The chimpanzee, with which humans shared an ancestor who lived some five million years ago, is one such reference point but the Neanderthals, who split from the modern human lineage some 500,000 years ago, would provide a much more helpful signpost to recent evolutionary events, Dr. O’Brien said, like adaptations as modern humans dispersed from their African homeland and the genetic differences between the three major human ethnic groups of Africans, Asians and Europeans. [...]
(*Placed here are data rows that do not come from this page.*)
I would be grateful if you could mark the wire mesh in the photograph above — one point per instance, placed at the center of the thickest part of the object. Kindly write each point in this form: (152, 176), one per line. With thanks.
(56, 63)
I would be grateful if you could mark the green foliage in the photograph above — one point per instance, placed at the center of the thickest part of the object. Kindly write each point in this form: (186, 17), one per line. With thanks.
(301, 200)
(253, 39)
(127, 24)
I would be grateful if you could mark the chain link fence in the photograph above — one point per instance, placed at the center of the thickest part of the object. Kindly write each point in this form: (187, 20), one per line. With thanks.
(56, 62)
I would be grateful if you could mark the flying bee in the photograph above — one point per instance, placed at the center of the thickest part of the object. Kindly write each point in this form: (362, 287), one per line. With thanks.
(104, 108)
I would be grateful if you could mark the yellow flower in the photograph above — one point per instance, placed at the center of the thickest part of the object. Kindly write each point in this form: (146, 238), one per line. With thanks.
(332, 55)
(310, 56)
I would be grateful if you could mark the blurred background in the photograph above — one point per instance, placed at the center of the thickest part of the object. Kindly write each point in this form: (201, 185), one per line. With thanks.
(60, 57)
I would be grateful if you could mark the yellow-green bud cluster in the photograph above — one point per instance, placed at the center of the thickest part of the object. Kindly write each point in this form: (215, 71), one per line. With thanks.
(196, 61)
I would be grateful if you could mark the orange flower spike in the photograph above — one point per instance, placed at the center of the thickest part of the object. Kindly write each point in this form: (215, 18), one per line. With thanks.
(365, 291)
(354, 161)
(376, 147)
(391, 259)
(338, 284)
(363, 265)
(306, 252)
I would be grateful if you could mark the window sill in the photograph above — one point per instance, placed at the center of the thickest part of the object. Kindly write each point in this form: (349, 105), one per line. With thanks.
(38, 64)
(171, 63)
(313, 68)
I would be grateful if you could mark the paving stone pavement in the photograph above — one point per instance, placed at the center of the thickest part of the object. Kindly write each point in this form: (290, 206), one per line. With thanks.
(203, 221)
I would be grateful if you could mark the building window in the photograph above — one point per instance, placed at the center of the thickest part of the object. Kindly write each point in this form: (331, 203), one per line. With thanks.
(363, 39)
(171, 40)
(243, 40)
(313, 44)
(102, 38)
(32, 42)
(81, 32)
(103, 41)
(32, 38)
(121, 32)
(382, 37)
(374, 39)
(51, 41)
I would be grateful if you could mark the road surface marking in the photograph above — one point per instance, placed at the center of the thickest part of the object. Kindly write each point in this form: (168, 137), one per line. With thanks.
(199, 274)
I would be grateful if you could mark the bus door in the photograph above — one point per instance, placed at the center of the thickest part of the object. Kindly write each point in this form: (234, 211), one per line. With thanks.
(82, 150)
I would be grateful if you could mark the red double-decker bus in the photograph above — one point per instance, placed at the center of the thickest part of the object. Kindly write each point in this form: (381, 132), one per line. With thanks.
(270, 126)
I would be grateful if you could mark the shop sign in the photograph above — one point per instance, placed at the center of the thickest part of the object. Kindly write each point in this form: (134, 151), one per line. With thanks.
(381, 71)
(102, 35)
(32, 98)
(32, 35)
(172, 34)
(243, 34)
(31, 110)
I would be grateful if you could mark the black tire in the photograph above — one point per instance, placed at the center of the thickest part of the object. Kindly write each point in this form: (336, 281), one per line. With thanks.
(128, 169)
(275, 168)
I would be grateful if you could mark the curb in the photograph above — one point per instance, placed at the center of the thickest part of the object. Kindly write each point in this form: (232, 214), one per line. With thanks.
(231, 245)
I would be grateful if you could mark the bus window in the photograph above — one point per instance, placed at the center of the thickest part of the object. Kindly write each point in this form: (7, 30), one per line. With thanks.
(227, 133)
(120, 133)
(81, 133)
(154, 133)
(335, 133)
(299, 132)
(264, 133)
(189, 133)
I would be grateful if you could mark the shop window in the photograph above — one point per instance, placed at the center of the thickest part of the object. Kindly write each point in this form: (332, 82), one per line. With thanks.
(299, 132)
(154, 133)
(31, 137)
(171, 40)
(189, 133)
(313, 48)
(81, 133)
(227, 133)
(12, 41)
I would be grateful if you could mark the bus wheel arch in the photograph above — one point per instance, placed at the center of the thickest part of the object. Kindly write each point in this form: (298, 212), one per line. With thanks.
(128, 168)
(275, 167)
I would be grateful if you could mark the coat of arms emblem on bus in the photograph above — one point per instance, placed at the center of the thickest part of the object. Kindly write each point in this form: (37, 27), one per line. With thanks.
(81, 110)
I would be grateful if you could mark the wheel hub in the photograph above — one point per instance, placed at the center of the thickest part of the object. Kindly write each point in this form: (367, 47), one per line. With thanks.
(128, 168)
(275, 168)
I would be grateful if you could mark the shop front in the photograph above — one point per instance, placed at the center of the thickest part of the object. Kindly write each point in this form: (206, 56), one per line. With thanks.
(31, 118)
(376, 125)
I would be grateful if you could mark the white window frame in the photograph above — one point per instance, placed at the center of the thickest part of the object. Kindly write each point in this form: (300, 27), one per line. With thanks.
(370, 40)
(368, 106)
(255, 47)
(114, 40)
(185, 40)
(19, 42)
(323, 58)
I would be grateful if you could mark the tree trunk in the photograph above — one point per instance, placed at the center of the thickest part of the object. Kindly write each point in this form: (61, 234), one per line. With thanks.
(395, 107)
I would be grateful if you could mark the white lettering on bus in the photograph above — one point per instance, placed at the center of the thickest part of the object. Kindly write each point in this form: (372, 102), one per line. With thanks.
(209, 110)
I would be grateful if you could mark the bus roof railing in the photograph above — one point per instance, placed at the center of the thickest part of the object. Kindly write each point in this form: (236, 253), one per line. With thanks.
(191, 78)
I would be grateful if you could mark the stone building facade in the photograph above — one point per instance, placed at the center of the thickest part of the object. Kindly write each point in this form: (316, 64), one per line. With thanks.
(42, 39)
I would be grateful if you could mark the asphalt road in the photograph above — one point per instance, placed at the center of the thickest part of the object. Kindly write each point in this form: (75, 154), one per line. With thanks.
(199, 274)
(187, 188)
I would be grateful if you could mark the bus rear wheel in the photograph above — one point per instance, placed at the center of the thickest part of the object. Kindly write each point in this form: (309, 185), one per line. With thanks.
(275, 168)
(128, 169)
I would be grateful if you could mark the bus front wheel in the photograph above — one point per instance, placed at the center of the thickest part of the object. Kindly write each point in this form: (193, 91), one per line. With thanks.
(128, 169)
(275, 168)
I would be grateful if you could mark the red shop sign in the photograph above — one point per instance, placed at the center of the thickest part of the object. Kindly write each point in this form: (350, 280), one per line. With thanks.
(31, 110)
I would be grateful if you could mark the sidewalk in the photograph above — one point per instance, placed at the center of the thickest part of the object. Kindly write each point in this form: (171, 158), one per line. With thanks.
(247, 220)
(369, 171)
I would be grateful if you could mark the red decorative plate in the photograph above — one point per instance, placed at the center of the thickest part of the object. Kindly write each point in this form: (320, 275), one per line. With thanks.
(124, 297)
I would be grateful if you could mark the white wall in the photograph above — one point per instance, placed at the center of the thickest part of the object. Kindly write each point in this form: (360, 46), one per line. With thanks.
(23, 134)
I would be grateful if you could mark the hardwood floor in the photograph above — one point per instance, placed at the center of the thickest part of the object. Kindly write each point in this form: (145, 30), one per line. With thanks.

If Dr. Paabo and 454 Life Sciences should succeed in reconstructing the entire Neanderthal genome, it might in theory be possible to bring the species back from extinction by inserting the Neanderthal genome into a human egg and having volunteers bear Neanderthal infants. This might be the best possible way of finding out what each Neanderthal gene does, but there would be daunting ethical problems in bringing a Neanderthal child into the world again.
Dr. Paabo said that he could not even imagine how such a project could be accomplished and that in any case ethical concerns “would totally preclude such an experiment.”
+++
I'm quite curious about what happened to the Neanderthals. Hopefully it was a "make love, not war" scenario, but based on human history, I don't think that that's likely.
2 Comments:
Free Asiago Cheese!
No peace until Asiago Cheese is released!
Down with oppressors of Asiago Cheese!
I'm afraid that I cannot join your rally against the oppressors, as I'm an Asiago cheese exploiter myself.
Bret:
Yeah, I had the same thought - why not bring some Neanderthals into the world ?
If they are very much like us, they can be integrated into modern society, and if they are not like us, we can establish a colony and preserve for them in Costa Rica or Papua New Guinea, or somesuch.
But obviously, we can't just have one or two, if we bring them back we have to have at least several dozen of them, for companionship.